Despite the cynicism of critics who claimed it would not last, she is still with her younger boyfriend, Wayne Roberts, and they last week announced plans to wed next year. In the meantime, he has secured a contract as a backing singer with a record company.

So does Ms Messenger really have the staying power to make the long-term transformation from fish and chip paper to cultural icon?

No one doubts her capacity to work. She is relentless in her schedule of photographic shoots and interviews.
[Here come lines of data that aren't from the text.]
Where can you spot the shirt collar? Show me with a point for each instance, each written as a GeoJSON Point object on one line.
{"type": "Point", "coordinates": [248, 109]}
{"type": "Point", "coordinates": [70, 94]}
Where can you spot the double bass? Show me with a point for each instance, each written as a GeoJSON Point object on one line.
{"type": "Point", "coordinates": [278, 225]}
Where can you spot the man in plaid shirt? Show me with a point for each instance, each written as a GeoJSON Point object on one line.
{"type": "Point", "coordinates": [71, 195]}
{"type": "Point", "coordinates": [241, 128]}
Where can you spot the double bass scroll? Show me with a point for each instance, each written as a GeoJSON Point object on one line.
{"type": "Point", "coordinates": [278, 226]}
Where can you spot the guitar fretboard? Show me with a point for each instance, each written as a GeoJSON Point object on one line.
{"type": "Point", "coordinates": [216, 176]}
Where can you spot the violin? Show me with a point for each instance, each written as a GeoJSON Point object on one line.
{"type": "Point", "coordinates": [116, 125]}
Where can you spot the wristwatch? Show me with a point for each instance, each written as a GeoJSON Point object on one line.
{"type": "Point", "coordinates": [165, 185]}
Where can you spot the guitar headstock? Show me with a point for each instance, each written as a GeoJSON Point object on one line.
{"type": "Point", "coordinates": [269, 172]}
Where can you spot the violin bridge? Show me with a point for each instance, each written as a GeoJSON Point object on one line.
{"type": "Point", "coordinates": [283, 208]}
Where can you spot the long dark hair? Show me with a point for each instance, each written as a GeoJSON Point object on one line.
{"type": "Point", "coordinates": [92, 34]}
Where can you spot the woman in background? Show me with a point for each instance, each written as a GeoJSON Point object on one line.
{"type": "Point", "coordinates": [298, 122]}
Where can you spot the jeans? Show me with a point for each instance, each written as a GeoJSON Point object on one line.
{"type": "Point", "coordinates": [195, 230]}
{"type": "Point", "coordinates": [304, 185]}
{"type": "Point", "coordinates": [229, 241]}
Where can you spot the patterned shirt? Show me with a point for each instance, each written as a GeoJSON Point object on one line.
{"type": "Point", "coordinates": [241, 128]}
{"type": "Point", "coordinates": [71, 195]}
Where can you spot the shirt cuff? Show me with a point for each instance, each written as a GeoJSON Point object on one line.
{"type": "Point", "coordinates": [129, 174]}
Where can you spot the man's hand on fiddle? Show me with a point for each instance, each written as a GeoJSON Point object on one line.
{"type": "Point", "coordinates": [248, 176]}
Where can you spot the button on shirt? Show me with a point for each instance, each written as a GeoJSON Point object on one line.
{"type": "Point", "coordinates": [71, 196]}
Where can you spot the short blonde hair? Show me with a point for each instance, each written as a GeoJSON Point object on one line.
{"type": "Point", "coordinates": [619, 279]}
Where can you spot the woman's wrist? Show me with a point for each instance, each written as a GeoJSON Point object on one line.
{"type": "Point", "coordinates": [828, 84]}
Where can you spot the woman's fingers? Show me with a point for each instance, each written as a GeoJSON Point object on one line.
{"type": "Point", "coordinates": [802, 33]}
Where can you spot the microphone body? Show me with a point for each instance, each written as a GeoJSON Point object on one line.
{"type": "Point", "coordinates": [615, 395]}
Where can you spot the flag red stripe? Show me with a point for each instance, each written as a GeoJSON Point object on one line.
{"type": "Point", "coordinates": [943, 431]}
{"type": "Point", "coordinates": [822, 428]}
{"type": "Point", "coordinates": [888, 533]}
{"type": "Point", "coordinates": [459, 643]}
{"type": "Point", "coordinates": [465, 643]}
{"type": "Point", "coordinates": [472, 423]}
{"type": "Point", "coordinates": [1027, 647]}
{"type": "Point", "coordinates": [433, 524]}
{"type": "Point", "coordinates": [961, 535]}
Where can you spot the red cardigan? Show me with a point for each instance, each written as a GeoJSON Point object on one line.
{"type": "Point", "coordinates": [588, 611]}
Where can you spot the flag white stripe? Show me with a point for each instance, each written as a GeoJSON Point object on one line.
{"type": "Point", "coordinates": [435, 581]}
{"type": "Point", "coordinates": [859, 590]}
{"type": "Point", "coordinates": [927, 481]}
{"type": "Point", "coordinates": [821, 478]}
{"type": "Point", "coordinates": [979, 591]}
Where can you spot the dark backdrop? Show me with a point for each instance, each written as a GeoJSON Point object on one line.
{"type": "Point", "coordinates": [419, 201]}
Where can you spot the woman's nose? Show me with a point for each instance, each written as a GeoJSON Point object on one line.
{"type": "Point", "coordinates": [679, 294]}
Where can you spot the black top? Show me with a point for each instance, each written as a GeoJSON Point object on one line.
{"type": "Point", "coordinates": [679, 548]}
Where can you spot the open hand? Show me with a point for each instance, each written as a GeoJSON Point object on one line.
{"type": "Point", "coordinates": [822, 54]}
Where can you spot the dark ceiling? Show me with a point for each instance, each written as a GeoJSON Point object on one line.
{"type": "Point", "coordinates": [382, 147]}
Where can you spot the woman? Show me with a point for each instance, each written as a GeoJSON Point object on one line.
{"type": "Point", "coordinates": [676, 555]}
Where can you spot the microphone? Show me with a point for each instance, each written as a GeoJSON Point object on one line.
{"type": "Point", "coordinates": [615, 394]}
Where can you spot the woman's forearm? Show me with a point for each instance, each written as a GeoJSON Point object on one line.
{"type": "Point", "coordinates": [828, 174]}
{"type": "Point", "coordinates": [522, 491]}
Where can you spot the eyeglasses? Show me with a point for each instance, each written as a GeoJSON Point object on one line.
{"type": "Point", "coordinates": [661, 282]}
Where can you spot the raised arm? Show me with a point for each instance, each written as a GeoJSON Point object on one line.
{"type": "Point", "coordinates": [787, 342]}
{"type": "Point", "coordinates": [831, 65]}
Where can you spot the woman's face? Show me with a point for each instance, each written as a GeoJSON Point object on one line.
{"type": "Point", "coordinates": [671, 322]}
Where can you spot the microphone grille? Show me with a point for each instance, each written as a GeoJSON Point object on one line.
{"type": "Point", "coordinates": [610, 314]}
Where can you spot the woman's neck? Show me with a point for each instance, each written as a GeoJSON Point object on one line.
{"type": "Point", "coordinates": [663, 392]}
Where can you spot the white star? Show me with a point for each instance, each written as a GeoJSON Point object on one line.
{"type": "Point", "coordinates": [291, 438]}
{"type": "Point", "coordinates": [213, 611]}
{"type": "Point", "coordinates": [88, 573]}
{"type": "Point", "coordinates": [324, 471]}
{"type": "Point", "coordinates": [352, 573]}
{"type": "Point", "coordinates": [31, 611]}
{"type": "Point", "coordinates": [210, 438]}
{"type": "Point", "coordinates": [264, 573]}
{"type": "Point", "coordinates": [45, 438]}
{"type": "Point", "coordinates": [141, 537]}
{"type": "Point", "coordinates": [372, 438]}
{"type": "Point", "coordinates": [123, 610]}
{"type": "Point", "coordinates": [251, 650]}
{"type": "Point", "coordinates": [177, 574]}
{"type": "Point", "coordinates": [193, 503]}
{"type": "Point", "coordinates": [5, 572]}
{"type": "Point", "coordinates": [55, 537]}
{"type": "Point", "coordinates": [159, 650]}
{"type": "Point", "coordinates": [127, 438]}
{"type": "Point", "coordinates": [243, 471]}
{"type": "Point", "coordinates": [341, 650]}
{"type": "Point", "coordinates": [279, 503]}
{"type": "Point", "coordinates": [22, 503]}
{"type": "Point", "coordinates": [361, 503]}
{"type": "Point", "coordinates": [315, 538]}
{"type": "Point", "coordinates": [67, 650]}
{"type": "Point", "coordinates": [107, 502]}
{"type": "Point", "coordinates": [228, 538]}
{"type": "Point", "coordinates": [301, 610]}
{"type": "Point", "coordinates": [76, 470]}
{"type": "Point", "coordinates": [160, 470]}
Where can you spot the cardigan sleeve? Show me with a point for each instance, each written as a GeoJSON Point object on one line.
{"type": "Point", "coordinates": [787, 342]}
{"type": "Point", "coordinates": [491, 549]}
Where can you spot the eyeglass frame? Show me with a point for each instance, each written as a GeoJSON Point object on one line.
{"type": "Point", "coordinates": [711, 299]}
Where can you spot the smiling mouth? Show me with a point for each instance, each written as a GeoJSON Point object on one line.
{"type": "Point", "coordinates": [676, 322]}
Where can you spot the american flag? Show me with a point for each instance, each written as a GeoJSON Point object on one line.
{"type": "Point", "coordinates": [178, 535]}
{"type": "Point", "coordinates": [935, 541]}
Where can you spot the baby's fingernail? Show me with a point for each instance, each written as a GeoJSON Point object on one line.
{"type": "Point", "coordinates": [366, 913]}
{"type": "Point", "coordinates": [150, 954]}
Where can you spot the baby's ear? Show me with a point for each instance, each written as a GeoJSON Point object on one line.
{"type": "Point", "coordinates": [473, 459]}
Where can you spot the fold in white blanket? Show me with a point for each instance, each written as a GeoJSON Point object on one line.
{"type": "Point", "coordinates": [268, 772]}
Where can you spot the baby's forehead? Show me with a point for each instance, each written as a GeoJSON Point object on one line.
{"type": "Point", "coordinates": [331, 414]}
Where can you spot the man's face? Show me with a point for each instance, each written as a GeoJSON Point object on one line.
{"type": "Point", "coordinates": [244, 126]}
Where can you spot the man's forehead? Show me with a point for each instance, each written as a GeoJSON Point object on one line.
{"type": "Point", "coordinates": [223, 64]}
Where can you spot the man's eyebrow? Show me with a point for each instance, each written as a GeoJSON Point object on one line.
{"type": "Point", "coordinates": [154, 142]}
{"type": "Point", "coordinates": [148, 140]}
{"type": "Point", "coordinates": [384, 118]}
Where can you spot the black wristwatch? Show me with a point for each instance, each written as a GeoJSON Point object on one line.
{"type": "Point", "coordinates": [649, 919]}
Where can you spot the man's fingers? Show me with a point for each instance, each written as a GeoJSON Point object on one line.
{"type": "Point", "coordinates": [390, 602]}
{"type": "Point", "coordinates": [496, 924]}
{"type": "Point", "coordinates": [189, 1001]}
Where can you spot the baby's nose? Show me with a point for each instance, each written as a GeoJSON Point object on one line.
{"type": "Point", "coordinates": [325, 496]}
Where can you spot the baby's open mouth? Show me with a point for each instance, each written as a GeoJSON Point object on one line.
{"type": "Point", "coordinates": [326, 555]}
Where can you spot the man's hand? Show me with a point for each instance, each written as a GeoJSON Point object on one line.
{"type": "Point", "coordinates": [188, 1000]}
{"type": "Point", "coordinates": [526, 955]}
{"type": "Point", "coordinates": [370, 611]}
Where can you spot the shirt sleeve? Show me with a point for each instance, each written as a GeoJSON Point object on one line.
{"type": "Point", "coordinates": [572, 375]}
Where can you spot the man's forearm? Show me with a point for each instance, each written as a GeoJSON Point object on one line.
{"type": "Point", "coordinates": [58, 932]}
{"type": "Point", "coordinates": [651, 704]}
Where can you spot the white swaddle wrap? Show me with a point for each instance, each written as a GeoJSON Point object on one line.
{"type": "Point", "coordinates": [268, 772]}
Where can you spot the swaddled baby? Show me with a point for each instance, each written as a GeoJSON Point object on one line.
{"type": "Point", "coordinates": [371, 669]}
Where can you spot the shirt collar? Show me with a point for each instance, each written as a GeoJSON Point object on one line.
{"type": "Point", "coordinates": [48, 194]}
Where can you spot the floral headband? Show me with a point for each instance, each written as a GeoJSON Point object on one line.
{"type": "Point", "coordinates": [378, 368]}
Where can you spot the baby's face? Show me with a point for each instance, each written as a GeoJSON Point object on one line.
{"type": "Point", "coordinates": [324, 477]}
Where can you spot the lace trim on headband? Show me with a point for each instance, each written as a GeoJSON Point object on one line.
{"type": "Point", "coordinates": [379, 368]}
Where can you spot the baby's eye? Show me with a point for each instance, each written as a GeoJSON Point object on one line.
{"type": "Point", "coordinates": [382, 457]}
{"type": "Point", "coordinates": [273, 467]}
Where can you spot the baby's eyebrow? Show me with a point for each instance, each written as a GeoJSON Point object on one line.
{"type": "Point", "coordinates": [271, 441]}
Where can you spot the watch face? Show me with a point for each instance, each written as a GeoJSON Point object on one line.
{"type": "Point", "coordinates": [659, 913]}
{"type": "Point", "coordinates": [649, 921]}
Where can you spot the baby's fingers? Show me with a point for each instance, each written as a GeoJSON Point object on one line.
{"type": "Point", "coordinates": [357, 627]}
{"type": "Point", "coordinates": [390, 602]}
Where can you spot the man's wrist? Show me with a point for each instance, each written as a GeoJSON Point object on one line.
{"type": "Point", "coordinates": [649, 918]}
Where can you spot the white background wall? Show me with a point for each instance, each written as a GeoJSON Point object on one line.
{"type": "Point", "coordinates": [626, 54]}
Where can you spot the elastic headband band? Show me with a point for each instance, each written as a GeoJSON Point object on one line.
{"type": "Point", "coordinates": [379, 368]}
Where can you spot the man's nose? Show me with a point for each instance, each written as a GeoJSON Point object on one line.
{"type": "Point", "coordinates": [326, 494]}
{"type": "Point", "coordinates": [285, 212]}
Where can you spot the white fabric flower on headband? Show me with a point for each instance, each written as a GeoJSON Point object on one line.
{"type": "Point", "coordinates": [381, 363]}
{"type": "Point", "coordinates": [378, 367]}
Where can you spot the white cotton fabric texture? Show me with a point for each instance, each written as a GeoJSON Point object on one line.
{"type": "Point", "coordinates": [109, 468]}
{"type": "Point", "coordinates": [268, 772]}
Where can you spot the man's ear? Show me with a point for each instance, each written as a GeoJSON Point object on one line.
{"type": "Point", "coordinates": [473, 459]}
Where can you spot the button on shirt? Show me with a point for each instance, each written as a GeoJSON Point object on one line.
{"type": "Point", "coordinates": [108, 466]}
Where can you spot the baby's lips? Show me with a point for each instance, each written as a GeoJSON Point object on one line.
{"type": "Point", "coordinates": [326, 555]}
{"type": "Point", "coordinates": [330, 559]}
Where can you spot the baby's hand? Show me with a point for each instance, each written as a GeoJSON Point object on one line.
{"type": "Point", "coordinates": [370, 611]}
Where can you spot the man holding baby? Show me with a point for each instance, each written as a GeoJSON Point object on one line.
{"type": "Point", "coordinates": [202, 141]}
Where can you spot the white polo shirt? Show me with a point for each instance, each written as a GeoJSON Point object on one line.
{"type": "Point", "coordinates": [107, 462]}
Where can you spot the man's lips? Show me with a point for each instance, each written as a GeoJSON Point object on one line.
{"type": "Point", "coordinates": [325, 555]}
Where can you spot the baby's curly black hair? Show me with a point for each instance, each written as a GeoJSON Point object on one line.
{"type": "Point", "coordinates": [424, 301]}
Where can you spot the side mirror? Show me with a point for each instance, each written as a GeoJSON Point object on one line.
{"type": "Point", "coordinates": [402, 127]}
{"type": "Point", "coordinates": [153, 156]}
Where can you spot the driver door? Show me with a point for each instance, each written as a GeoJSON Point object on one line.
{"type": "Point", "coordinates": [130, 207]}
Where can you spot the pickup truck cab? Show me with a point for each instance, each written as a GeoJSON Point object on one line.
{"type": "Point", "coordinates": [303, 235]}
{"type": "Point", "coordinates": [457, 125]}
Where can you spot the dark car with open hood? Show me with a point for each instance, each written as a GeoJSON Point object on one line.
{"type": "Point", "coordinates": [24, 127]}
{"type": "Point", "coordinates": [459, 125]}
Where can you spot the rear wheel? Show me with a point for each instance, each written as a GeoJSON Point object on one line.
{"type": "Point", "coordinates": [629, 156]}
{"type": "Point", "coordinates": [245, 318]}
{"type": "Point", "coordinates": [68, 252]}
And even though it expressed the disappointment of a thousand fans in reporting her wedding plans, the Sun is clearly willing to back the woman who single-handedly revived the sagging Page Three concept.

But I would hazard a guess that she won't last, and for the best of reasons. She sounds like a woman with her head screwed on, who has shown an endearing loyalty to Wayne despite a new and glittering world of showbiz parties and accompanying temptations.

Even now, she is as happy watching his band play an amateur gig in a pub in Swansea as she is hitting the town with her new-found friend Denise Van Outen, the outrageous blonde from The Big Breakfast.

Melinda Messenger will take the money while it's on offer and she then will run. The Wiltshire farmhouse is waiting.